The new movie In the Heart of the Sea is a remake of the true story that inspired Melville.

moby dick

Moby Dick final chase photo via Wikimedia Commons

The sinking of the Essex piqued Herman Melville’s interest almost 200 years ago, and more recently, the interest of Warner Bros. Pictures. A new film, In the Heart of the Sea, is based off of a book chronicling the true story of the Nantucket ship that succumbed to the force of a sperm whale in the South Pacific in 1820.

The story of the vessel (which departed from New Bedford) inspired Melville’s Moby-Dick, the classic story of Ahab’s hunt for the white whale. If you’re headed to theaters to catch Chris Hemsworth’s performance when In the Heart of the Sea premieres on Dec. 11, impress your friends with a bit of Moby-Dick trivia.

  1. Herman Melville hadn’t even been to Nantucket before writing Moby-Dick.

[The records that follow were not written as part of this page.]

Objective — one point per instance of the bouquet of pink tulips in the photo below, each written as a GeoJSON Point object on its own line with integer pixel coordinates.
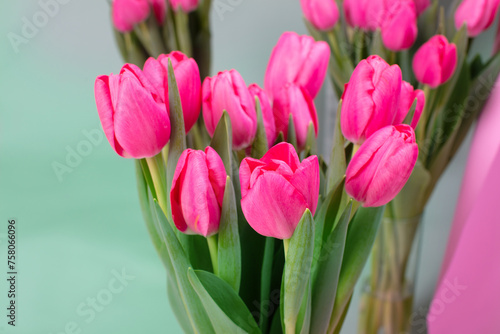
{"type": "Point", "coordinates": [258, 234]}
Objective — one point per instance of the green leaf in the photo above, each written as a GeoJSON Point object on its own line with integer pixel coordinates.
{"type": "Point", "coordinates": [297, 270]}
{"type": "Point", "coordinates": [222, 142]}
{"type": "Point", "coordinates": [338, 165]}
{"type": "Point", "coordinates": [326, 279]}
{"type": "Point", "coordinates": [359, 242]}
{"type": "Point", "coordinates": [259, 145]}
{"type": "Point", "coordinates": [178, 272]}
{"type": "Point", "coordinates": [225, 308]}
{"type": "Point", "coordinates": [229, 240]}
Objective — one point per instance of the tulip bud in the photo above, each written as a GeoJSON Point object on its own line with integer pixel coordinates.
{"type": "Point", "coordinates": [127, 13]}
{"type": "Point", "coordinates": [355, 13]}
{"type": "Point", "coordinates": [477, 15]}
{"type": "Point", "coordinates": [188, 80]}
{"type": "Point", "coordinates": [133, 115]}
{"type": "Point", "coordinates": [227, 91]}
{"type": "Point", "coordinates": [323, 14]}
{"type": "Point", "coordinates": [397, 21]}
{"type": "Point", "coordinates": [198, 191]}
{"type": "Point", "coordinates": [435, 62]}
{"type": "Point", "coordinates": [295, 101]}
{"type": "Point", "coordinates": [371, 99]}
{"type": "Point", "coordinates": [277, 189]}
{"type": "Point", "coordinates": [267, 113]}
{"type": "Point", "coordinates": [298, 60]}
{"type": "Point", "coordinates": [408, 96]}
{"type": "Point", "coordinates": [382, 165]}
{"type": "Point", "coordinates": [186, 5]}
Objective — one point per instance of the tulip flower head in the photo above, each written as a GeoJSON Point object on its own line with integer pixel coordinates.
{"type": "Point", "coordinates": [228, 91]}
{"type": "Point", "coordinates": [371, 99]}
{"type": "Point", "coordinates": [198, 191]}
{"type": "Point", "coordinates": [435, 62]}
{"type": "Point", "coordinates": [323, 14]}
{"type": "Point", "coordinates": [277, 189]}
{"type": "Point", "coordinates": [382, 166]}
{"type": "Point", "coordinates": [187, 75]}
{"type": "Point", "coordinates": [298, 60]}
{"type": "Point", "coordinates": [133, 113]}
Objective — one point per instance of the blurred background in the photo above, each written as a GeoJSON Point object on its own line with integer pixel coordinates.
{"type": "Point", "coordinates": [86, 264]}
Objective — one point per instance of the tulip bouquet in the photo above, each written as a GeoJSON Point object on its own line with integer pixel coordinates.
{"type": "Point", "coordinates": [432, 71]}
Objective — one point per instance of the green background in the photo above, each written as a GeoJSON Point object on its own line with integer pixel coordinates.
{"type": "Point", "coordinates": [72, 233]}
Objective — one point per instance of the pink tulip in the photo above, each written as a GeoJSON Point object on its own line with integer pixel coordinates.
{"type": "Point", "coordinates": [127, 13]}
{"type": "Point", "coordinates": [422, 5]}
{"type": "Point", "coordinates": [408, 96]}
{"type": "Point", "coordinates": [277, 189]}
{"type": "Point", "coordinates": [298, 60]}
{"type": "Point", "coordinates": [435, 62]}
{"type": "Point", "coordinates": [295, 101]}
{"type": "Point", "coordinates": [355, 13]}
{"type": "Point", "coordinates": [371, 99]}
{"type": "Point", "coordinates": [227, 91]}
{"type": "Point", "coordinates": [188, 80]}
{"type": "Point", "coordinates": [267, 113]}
{"type": "Point", "coordinates": [198, 191]}
{"type": "Point", "coordinates": [397, 21]}
{"type": "Point", "coordinates": [477, 15]}
{"type": "Point", "coordinates": [133, 114]}
{"type": "Point", "coordinates": [382, 166]}
{"type": "Point", "coordinates": [323, 14]}
{"type": "Point", "coordinates": [186, 5]}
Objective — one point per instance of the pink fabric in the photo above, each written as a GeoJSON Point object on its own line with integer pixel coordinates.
{"type": "Point", "coordinates": [467, 295]}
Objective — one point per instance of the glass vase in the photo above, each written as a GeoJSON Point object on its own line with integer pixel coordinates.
{"type": "Point", "coordinates": [387, 295]}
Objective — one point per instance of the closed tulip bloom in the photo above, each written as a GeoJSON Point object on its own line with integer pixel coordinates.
{"type": "Point", "coordinates": [477, 15]}
{"type": "Point", "coordinates": [267, 113]}
{"type": "Point", "coordinates": [435, 62]}
{"type": "Point", "coordinates": [294, 100]}
{"type": "Point", "coordinates": [299, 60]}
{"type": "Point", "coordinates": [371, 99]}
{"type": "Point", "coordinates": [198, 191]}
{"type": "Point", "coordinates": [355, 13]}
{"type": "Point", "coordinates": [277, 189]}
{"type": "Point", "coordinates": [133, 115]}
{"type": "Point", "coordinates": [228, 91]}
{"type": "Point", "coordinates": [186, 5]}
{"type": "Point", "coordinates": [323, 14]}
{"type": "Point", "coordinates": [127, 13]}
{"type": "Point", "coordinates": [382, 166]}
{"type": "Point", "coordinates": [187, 75]}
{"type": "Point", "coordinates": [407, 98]}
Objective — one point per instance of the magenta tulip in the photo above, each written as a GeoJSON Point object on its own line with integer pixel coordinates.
{"type": "Point", "coordinates": [407, 98]}
{"type": "Point", "coordinates": [477, 15]}
{"type": "Point", "coordinates": [127, 13]}
{"type": "Point", "coordinates": [198, 191]}
{"type": "Point", "coordinates": [295, 101]}
{"type": "Point", "coordinates": [371, 99]}
{"type": "Point", "coordinates": [228, 91]}
{"type": "Point", "coordinates": [355, 13]}
{"type": "Point", "coordinates": [132, 112]}
{"type": "Point", "coordinates": [188, 80]}
{"type": "Point", "coordinates": [277, 189]}
{"type": "Point", "coordinates": [323, 14]}
{"type": "Point", "coordinates": [298, 60]}
{"type": "Point", "coordinates": [186, 5]}
{"type": "Point", "coordinates": [382, 166]}
{"type": "Point", "coordinates": [267, 113]}
{"type": "Point", "coordinates": [435, 62]}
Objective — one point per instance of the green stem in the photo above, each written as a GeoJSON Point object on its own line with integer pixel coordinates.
{"type": "Point", "coordinates": [213, 246]}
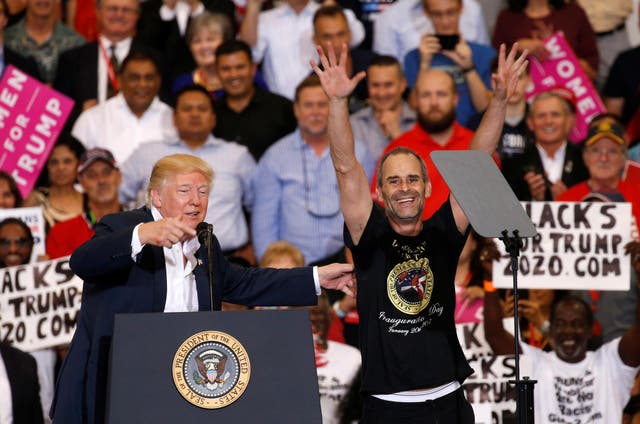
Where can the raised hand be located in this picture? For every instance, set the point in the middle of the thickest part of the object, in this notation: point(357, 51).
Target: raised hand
point(334, 78)
point(337, 276)
point(509, 70)
point(429, 46)
point(165, 232)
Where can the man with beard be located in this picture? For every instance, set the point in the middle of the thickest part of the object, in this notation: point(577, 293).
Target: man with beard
point(551, 163)
point(100, 179)
point(574, 385)
point(28, 395)
point(436, 129)
point(412, 362)
point(295, 189)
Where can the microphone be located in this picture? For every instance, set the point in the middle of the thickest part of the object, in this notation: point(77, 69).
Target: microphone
point(203, 230)
point(205, 235)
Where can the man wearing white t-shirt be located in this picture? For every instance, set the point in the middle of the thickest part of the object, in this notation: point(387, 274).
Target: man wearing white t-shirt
point(573, 385)
point(134, 116)
point(337, 364)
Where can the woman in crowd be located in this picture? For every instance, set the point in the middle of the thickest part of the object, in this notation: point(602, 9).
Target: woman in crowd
point(58, 195)
point(205, 33)
point(9, 194)
point(474, 268)
point(530, 22)
point(534, 309)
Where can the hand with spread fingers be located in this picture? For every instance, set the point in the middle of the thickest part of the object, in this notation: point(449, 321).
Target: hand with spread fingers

He wrote the book based off of what he had read about the Essex, and from research he’d done on Nantucket’s whaling history. The Nantucket Historical Association points out a description of Nantucket from the novel:

Nantucket! Take out your map and look at it. See what a real corner of the world it occupies; how it stands there, away off shore, more lonely than the Eddystone lighthouse. Look at it—a mere hillock, and elbow of sand; all beach, without a background.”

A little vague, no?

  1. But he did go eventually–after the book was published.

Moby-Dick was released in 1851, and Melville finally got around to visiting Nantucket in July of 1852. He spent a few days on the island, and had the chance to meet Captain Pollard, the captain of the Essex and a survivor of the wreck. Melville wrote, “To the islanders he was a nobody—to me, the most impressive man, tho’ wholly unassuming, even humble—that I ever encountered.”

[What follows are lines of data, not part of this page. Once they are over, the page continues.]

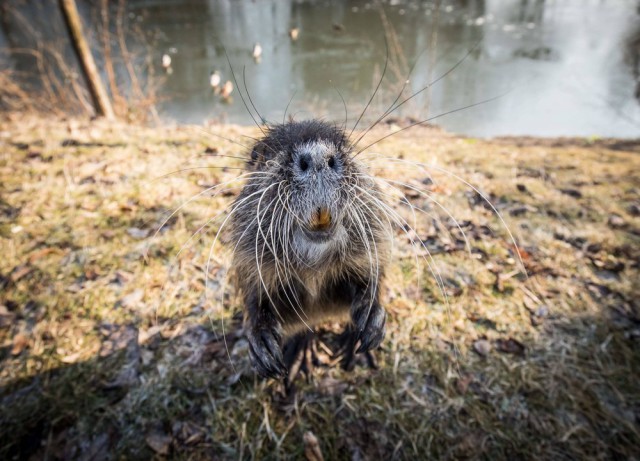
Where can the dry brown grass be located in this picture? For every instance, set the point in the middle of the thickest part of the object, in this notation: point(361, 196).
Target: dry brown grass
point(106, 355)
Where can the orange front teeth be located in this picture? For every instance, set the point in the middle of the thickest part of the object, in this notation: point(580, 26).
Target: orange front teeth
point(321, 219)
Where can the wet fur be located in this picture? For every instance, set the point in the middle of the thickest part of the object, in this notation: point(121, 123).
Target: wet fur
point(290, 280)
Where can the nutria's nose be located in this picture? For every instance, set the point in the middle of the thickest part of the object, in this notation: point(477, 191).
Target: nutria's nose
point(314, 162)
point(321, 219)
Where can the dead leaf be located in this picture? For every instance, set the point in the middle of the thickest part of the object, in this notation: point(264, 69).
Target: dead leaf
point(158, 441)
point(462, 383)
point(311, 447)
point(332, 386)
point(20, 342)
point(132, 299)
point(20, 272)
point(39, 254)
point(616, 221)
point(137, 233)
point(510, 346)
point(482, 347)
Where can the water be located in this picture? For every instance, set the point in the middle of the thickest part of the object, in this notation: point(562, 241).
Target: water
point(558, 68)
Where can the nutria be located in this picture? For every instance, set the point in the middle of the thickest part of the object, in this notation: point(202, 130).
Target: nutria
point(311, 240)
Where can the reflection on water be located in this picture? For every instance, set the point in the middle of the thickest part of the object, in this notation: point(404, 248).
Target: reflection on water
point(563, 67)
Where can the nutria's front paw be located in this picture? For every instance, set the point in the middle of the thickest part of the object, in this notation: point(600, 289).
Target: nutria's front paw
point(265, 351)
point(369, 320)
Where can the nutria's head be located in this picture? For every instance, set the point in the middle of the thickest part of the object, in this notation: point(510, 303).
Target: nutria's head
point(306, 203)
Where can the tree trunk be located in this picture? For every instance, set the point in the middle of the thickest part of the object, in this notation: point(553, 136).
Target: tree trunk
point(74, 25)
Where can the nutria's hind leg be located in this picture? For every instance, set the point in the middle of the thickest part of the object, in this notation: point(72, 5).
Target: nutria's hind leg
point(300, 356)
point(348, 340)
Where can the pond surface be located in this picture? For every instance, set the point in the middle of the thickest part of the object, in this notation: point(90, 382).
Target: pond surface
point(563, 67)
point(497, 67)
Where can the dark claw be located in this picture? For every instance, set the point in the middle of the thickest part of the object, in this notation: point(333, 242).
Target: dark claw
point(370, 327)
point(266, 354)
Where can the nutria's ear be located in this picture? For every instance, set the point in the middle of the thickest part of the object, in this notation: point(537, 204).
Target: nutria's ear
point(259, 154)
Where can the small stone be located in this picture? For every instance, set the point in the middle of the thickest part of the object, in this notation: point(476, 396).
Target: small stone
point(616, 221)
point(634, 209)
point(575, 193)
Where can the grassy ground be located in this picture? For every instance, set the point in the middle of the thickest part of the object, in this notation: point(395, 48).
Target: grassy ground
point(107, 354)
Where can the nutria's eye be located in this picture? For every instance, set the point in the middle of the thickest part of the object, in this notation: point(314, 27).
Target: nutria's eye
point(303, 163)
point(332, 162)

  1. Melville dedicated the book to his buddy, Nathaniel Hawthorne.

While the two esteemed authors had about a 15 year difference in age, they had a few things in common. Melville and Hawthorne lived in Boston for a time, and they became acquaintances while both were spending time writing in the Berkshires. Their friendship lasted only a few years, but they continued to read and annotate each other’s work.

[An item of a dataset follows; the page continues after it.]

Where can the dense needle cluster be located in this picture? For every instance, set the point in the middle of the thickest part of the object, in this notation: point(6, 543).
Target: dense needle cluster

  1. Captain Ahab’s first mate was sort of the inspiration for a Seattle-based coffee company.

Starbucks founder Gordon Bowker considered the name “Pequod” after the whaler ship in Moby-Dick of the same name, but instead went with the name of Ahab’s first mate, Starbuck. He explained the reasoning behind his company’s name to the Seattle Times:

Somebody somehow came up with an old mining map of the Cascades and Mount Rainier, and there was an old mining town called Starbo. As soon as I saw Starbo, I, of course, jumped to Melville’s first mate [named Starbuck] in Moby-Dick. But Moby-Dick didn’t have anything to do with Starbucks directly; it was only coincidental that the sound seemed to make sense.